Please join us Friday, November 4, at 1 PM via ZOOM to hear Dr. Julie Bessac speak on...
TItle: Statistical methods for modeling and prediction of space-time environmental data
Contact the colloquium coordinators (Kristen Roland or Nadun Dissanayake) for the ZOOM information.
Abstract: We will discuss the context and challenges of statistical modeling for multidimensional processes, and in particular, but not restricted to, environmental data. The methods presented aim at characterizing, predicting and simulating complex phenomena by reproducing target quantities such as probabilistic distributions, extremes, space-time dependence, and interaction among variables, as well as multiscale aspects of processes at stake. We focus on several applications of such statistical models: 1) data fusion with Gaussian processes for wind speed space-time prediction, 2) stochastic enhancement of subgrid-scale variability of unresolved wind-related quantities in weather and climate models and 3) the modeling of the bulk and both tails of temperature distribution used in power-grid long-term planning.

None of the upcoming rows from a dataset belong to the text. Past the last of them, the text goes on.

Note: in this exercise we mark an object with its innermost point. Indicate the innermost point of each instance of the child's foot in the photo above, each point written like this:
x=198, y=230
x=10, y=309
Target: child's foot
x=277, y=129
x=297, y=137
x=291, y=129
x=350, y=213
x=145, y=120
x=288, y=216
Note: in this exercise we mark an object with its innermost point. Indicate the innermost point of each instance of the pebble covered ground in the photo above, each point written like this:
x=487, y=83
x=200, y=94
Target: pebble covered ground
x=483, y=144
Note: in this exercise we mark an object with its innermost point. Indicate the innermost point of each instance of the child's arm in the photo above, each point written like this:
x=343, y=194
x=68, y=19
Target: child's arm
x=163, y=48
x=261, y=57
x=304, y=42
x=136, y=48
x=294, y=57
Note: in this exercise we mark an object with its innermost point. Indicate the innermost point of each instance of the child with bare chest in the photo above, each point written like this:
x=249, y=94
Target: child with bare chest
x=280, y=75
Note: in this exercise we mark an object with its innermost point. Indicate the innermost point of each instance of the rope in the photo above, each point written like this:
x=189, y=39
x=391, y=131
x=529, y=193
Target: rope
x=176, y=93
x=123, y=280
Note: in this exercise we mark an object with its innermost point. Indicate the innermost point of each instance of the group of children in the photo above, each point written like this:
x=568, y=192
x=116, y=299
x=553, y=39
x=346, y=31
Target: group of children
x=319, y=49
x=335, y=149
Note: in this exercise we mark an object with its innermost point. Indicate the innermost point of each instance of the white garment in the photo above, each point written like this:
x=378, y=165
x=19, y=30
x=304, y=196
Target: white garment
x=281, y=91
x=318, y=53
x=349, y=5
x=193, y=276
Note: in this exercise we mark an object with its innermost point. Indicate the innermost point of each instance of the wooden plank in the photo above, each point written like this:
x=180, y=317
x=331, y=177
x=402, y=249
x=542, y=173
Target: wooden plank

Julie Bessac received the B.Sc. degree in fundamental Mathematics and the M.S. degree in Probability and Statistics, respectively in 2008 and 2011 from the University of Rennes 1, France. She received the Ph.D. degree in 2014 in applied Mathematics from the University of Rennes 1, France. Between 2014 and 2017, she was a post-doctoral appointee in the Mathematics and Computer Science Division at Argonne National Laboratory, Argonne, IL. Since 2017, she has been a Computational Statistician at Argonne National Laboratory. Her research focuses on the statistical modeling, forecasting and uncertainty quantification for diverse applications, as for instance geophysical processes and their applications to energy systems.